The Education Policy Institute estimates that schools in England need an extra 10 billion to 15 billion pounds ($14 billion to $21 billion). So far, Prime Minister Boris Johnson’s Conservative government has authorized 1.7 billion pounds, or about 250 pounds ($354) per student.
In contrast, the U.S. has allocated about 1,600 pounds ($2,268) per student, the institute said.
The Times of London, citing a leaked report, said Tuesday that the U.K. government is planning a 15 billion-pound education recovery program focused on extra class time, teaching and tutoring.
But creativity can be as important as money.
Holy Family’s pandemic response includes a new addition to its campus: a bright green shack decorated with yellow letters that is the “Little Pop-up Book Hut.”
Stocked with titles like “Hyena Ballerina” and “Polka Bats and Octopus Slacks,” it sits under a shady tree next to a new deck where students can read outdoors with their friends. Hancock’s family helped raise the money for the project, passing along her love of literature.
Then there’s the math club, which helps kids build confidence with numbers.
On a recent afternoon, the club gathered on the playground for a game that mixed bean bag tossing with multiplication practice. When a sudden downpour struck, the 11-year-olds played on, laughing and tossing sodden bean bags at a chalk target even as the lines bled into rivulets of color.
Behind it all is Doran-Hannon’s prescription that teachers must get to know each child individually and show them the school cares.

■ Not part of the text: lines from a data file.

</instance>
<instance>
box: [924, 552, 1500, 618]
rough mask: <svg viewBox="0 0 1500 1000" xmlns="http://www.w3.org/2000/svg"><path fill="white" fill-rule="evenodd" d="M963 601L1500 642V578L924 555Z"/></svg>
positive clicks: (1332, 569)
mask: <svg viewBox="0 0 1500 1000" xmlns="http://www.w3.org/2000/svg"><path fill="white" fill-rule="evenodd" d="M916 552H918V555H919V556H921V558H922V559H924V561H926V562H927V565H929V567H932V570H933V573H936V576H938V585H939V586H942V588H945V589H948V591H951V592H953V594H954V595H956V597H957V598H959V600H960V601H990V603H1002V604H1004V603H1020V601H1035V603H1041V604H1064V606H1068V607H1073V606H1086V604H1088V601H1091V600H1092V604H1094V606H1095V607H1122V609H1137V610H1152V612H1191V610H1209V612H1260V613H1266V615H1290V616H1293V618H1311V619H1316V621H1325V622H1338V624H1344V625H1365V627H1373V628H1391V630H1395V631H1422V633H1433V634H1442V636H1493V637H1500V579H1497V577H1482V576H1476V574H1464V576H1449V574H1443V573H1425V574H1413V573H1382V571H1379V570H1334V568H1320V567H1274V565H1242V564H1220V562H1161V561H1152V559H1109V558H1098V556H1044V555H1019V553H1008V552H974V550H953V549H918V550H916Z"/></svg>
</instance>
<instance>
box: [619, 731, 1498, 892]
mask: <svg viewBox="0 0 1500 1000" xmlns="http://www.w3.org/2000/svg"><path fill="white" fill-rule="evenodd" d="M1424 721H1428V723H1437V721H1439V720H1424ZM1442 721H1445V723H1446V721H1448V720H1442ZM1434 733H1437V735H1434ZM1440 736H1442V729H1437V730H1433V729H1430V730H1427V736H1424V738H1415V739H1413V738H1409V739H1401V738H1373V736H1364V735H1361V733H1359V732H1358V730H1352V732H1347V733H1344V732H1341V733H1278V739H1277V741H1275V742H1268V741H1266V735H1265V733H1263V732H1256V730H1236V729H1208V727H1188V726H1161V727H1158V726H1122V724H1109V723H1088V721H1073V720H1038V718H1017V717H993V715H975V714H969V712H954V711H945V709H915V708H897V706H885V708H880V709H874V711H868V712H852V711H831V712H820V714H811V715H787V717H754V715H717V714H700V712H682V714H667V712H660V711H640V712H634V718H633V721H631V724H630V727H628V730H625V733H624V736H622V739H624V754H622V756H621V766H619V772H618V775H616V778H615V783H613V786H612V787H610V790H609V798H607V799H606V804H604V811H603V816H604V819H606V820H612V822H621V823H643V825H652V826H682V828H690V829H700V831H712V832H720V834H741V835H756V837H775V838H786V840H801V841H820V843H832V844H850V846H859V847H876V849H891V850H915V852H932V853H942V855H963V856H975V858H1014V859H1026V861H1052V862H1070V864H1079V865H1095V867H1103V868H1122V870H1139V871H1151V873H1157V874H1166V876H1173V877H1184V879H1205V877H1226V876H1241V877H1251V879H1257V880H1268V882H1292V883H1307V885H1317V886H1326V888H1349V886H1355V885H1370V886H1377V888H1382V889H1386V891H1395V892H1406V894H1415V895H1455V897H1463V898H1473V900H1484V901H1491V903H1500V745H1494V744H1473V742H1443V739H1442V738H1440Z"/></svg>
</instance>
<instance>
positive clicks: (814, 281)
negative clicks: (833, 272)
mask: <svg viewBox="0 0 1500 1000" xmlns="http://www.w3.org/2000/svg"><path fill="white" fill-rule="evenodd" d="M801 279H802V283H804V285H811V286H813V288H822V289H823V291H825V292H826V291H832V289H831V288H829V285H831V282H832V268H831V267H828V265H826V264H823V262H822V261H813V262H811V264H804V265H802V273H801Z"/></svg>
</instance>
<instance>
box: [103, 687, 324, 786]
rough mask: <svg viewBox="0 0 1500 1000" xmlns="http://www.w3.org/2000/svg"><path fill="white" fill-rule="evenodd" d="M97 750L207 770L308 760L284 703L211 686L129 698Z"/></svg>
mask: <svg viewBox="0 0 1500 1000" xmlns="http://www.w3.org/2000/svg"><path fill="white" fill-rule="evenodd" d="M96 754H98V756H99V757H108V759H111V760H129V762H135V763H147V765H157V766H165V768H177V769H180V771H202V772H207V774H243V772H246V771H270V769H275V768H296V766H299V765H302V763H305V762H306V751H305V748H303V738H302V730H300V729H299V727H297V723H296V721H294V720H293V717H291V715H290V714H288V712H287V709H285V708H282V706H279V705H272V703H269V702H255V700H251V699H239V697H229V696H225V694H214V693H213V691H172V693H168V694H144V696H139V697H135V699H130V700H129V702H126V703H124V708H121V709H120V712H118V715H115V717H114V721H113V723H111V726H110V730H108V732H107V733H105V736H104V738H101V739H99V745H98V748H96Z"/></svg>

Walking through the halls, she notices a student whose shoe is untied. Although she’s wearing a skirt and heels, the principal immediately drops to his level and pats her knee for him to put his foot there so she could tie the offending laces.
The boy ducks his head sheepishly. He ties the shoe himself.
“It is very much about knowing those children, knowing what they are, what they stand for and what they can achieve,” she said later. “I think if I build that into them, if I build that desire to be great at whatever they do, then we will succeed.”
The Geraj family has weathered the pandemic better than many.
Nik Geraj, 41, kept his job at a supermarket and Mia had a tablet. They also had Mia’s teacher, Ruth Monkman, who called every week just to see how everyone was getting on.
Now that Mia is back in school, her dad can think of the future. He hopes her life will be easier than his.
“Parents say ‘I want my kid to be prime minister.’ I don’t want to say she should be prime minister,″ he said. “I just want her to be happy.”